Seeking the lost sheep: Exodus 32: 7-14
Psalm 51: 1-10
1 Timothy 1: 12-17
Luke 15: 1-10
"The saying is sure and worthy of full acceptance, that Christ Jesus came into the world to save sinners . . ." (1 Timothy 1:15).
This is the time of year when churches wake up from a long summer nap and get cracking. Vacationers return and we are glad to see them and each other. Sunday school cranks back up and the teachers are busy organizing classes and greeting the kids. The choir starts practicing again after winging it through the summer. Committees begin to meet again.
It's very satisfying to look around and see the church doing what the church is supposed to do. The flock is in good shape. Lots of people are helping out with this or that, taking responsibility and sharing leadership. We are grazing in the green pastures right next to the cool still waters.
Hmmmmm. Then these lectionary readings appear and there's a problem. These readings don't celebrate the flock all gathered together, grazing contentedly and doing the church thing. Instead, in Exodus, we hear about the idolatry of the first flock. The faith community is gathered together all right, but while Moses and Yahweh are hammering out the last details of the Ten Commandments, the flock gets restless, insecure and seems ready to worship anything. Aaron comes up with the golden calf idea and the community goes wild, which proves that just because you are in a group of people gathered together to worship God doesn't mean you won't end up dancing around with something silly.
That we are gathered together to do church is good. Not foolproof or idol-proof, but good. It is better to be gathered together than to be off alone, perhaps scared or despairing. Surely it is better to be gathered together than to be isolated doing your own thing, perhaps lost in indifference, never thinking about anybody else. Or perhaps lost in power, being controlling and ruthless to those around you.
Now here's the trick: We are doing church, and that's good. But we have followed Jesus in here, we have gathered together to be renewed, so that every week we can follow Jesus out of here--out to the school and the hospital and the bank and the office and the neighborhoods. We gather together here to follow Jesus, then we split up and follow Jesus out of here to seek the lost, the broken, the bleating, the alone.
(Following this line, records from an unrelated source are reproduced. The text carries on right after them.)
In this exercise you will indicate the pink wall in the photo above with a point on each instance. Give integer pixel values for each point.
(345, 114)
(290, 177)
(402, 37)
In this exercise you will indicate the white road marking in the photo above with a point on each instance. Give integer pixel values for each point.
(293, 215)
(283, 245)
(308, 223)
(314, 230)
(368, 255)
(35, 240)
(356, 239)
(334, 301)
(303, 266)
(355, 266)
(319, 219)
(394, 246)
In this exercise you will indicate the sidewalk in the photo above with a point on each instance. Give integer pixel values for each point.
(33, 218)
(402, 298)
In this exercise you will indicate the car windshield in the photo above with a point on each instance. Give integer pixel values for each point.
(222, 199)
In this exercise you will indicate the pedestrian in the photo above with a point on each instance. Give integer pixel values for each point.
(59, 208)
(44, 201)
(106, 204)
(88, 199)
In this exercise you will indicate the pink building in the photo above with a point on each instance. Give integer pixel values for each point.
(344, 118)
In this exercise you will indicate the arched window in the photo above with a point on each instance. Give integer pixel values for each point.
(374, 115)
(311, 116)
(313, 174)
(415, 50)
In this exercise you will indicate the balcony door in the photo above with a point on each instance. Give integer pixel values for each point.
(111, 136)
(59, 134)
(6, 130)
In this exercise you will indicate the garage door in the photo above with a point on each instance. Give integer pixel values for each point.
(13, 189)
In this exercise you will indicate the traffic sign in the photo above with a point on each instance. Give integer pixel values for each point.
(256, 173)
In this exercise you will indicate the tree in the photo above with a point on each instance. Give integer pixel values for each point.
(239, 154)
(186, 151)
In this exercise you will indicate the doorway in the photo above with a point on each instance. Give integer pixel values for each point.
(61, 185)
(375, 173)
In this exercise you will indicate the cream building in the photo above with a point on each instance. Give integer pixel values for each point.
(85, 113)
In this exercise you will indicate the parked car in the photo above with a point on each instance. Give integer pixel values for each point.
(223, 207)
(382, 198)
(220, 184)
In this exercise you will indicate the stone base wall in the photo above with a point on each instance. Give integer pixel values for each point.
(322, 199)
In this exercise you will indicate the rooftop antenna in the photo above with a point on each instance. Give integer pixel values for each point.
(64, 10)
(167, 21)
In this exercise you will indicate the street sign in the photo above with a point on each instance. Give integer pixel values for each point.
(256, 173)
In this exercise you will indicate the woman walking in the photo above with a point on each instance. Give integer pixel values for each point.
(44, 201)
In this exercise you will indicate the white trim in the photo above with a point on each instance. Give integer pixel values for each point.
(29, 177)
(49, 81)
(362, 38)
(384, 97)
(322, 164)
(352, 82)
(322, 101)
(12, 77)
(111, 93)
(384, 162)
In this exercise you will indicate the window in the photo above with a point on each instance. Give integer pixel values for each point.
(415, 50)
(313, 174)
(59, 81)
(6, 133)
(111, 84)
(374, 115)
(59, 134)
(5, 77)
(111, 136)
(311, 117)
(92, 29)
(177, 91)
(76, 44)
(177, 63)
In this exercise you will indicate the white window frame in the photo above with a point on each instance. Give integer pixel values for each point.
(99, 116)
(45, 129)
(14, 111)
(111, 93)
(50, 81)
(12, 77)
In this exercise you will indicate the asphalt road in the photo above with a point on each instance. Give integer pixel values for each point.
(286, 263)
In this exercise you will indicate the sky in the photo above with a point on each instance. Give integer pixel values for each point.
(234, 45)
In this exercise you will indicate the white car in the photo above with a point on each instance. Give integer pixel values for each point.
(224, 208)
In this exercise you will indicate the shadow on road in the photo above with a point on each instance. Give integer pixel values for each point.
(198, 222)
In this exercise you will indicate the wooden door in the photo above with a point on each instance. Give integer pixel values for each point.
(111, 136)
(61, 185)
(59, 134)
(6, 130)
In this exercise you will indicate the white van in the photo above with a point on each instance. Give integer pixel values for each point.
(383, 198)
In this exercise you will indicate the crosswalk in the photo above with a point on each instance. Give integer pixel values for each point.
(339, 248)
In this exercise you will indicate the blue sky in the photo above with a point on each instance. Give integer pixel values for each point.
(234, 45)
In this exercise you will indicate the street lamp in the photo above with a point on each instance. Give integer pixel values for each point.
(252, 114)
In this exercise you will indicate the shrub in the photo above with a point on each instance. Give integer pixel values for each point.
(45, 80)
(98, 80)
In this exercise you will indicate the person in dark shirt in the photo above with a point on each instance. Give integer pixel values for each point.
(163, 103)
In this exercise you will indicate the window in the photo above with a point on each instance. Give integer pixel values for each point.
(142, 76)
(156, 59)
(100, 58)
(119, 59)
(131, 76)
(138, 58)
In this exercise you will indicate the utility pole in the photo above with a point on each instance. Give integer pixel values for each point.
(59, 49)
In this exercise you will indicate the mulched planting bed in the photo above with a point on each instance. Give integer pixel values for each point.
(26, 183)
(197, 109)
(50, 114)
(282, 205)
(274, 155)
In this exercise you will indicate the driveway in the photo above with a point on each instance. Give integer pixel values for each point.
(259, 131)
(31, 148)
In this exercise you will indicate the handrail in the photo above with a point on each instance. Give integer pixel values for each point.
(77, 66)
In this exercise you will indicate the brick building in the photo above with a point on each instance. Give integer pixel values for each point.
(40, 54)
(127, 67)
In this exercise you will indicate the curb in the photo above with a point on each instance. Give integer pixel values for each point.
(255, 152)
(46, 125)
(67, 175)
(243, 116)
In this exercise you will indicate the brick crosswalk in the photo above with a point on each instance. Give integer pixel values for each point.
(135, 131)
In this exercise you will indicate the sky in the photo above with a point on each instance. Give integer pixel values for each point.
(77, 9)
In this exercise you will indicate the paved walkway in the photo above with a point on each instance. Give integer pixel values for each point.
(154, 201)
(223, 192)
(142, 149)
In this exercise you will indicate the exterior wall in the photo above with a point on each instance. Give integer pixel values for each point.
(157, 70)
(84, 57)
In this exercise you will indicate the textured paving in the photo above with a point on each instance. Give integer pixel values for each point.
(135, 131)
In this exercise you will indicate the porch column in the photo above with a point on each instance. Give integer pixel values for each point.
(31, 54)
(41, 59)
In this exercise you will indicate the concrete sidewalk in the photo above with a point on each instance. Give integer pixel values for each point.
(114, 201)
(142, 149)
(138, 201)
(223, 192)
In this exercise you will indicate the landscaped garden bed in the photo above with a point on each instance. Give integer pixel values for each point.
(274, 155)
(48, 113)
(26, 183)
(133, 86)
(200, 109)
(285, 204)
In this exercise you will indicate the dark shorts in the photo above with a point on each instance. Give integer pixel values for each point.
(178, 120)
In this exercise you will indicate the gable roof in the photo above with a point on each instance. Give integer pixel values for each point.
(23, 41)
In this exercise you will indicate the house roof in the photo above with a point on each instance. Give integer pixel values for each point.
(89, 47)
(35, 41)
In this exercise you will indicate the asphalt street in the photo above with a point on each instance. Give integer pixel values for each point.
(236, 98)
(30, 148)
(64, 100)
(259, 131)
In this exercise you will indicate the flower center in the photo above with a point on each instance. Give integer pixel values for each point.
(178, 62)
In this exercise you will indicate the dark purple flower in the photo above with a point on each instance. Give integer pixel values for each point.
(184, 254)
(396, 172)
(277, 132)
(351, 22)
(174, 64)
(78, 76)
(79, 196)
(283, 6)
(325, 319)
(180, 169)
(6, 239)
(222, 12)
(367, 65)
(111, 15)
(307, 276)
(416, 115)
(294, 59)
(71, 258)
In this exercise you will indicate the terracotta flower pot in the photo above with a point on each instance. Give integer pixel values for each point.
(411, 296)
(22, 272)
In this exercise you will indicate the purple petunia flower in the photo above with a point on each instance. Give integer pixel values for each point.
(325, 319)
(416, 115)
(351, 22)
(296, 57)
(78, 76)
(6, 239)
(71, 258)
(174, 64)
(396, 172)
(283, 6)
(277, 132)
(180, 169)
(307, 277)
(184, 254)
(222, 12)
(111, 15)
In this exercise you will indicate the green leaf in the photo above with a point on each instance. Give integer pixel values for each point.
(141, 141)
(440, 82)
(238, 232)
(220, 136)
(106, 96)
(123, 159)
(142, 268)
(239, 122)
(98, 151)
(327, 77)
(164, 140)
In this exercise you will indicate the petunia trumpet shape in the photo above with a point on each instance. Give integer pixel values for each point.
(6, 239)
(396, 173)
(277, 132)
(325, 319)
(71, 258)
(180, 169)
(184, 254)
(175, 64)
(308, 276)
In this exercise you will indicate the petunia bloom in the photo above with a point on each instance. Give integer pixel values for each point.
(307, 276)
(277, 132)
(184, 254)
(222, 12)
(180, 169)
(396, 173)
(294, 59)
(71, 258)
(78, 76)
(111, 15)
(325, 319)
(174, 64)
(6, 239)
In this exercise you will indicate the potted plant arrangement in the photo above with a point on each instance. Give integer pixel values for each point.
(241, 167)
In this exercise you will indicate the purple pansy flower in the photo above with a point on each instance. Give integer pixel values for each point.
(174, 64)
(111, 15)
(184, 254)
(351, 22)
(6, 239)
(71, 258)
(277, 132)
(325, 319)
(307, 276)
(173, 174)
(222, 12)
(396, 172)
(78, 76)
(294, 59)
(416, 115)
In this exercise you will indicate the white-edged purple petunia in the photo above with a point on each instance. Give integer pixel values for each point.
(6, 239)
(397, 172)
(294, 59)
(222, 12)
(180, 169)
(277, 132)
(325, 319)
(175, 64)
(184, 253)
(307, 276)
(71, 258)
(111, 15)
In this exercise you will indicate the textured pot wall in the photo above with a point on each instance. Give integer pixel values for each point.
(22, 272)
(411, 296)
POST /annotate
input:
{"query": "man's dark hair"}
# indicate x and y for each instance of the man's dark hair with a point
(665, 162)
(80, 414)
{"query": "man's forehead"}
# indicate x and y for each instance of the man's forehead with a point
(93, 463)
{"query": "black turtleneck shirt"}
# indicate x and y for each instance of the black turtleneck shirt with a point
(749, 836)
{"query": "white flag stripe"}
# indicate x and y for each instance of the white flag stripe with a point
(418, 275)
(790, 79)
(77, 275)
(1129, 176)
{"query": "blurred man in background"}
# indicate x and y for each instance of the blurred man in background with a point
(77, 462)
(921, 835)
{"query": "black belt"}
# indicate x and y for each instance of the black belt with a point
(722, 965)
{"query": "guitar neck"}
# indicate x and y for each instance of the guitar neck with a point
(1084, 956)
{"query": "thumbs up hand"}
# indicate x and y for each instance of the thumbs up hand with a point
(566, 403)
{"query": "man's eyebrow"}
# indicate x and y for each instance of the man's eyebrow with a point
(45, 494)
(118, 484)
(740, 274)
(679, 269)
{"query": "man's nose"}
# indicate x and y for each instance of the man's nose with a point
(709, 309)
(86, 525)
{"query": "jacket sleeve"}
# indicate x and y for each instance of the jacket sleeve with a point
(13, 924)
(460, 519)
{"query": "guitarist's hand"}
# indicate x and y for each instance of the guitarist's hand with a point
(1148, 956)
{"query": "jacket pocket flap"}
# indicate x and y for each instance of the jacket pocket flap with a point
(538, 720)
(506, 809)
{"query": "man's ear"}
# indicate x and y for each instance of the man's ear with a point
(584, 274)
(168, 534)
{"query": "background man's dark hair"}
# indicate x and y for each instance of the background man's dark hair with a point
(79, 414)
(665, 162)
Jesus seems to care inordinately about the ones who aren't here. This interest in the absent may seem unreasonable to those of us who show up and keep the institutional church humming, but it is the gospel.
Jesus came to save the lost--lost sheep, lost coins, lost brothers, lost prostitutes, lost loan sharks, lost jackasses, lost weaklings. Jesus came all this way looking for them. And those we have given up on or forgotten about or dismissed because of their unworthiness are the very ones that Jesus has headed out to look for. He looks back over his shoulder to see if we are following him . . .
Remember what happens everytime somebody who was lost gets found? Amazing grace. Celebration for all because we are so inextricably bound one to another, church leader to stranger, hungry to full, joyous to meanspirited, faithless to faithful. What happens when the lost sheep gets found is that the joy is contagious. And the 99 sheep have an excuse to throw a party, which is what we come together to do every week.